Kasia knew that the very idea of a protector meant that there might be someone you needed to be protected
from
, but she hadn't said that. She and Carullus and Vargos had had their dinner together and then come back here through the very wild streets for a quiet glass of wine. Kasia knew the tribune would have greatly enjoyed strolling through the last night of the Dykania with a flask of ale in his hand, that he was staying inside for her. She was grateful for his kindness, his easy way with a story. Several stories. He made her smile and grinned when he did. He had knocked Crispin unconscious with an iron helmet the first moment they met. Vargos had been beaten very badly by his men.
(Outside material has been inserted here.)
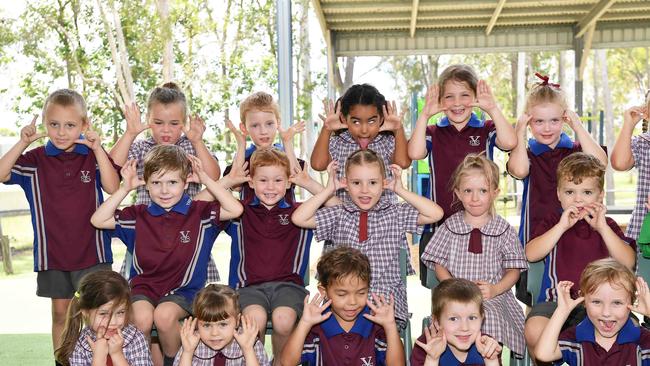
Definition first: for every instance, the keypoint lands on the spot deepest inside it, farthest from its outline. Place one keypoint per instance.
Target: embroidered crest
(85, 176)
(185, 236)
(474, 140)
Much had changed in a short time.

Later, from the festive chaos outside, a brisk messenger had entered looking for the soldiers: they were to go to the Imperial Precinct, wait by the Bronze Gates—or wherever they were ordered when they got there—and escort the Rhodian mosaicist, Caius Crispus of Varena, home when he was dismissed. It was a command, from the Chancellor.

Carullus had smiled at Kasia across the table. ‘Told you,' he'd said. ‘Protectors. And he got away with using his own name, too. This is good news, girl.' He and five of his men had armed themselves and gone.

Vargos, used to early nights and early mornings, had already gone to bed. Kasia had been alone again. She didn't really have any fears for herself. Or, that wasn't quite true. She had no idea what was to become of her life. That would turn into a fear if she stopped to dwell upon it.

She had left the last of the wine on the table and had gone up to her room, locked the door, undressed,
eventually fallen asleep. Had had dreams on and off through the night, awakening at random noises from the streets below, listening for returning footsteps down the hall.

She hadn't heard them.

She rose now, washed her face and upper body at the basin in the room, dressed herself in what she'd worn on the road and since arriving. Crispin had spoken of buying her clothing. The comment had raised in her mind again the uneasy question of her future.

The bells seemed to have stopped. She tugged fingers through her tangled hair and went out into the hall. She hesitated there, then decided it was permissible to look in on him, tell of the other mosaicist who had come, find out what had happened in the night. If it was
not
permitted, best she learn that now, Kasia thought. She was free. A citizen of the Sarantine Empire. Had been a slave less than a year. It did
not
define your life, she told herself.

His door was closed, of course. She lifted a hand to knock and heard voices inside.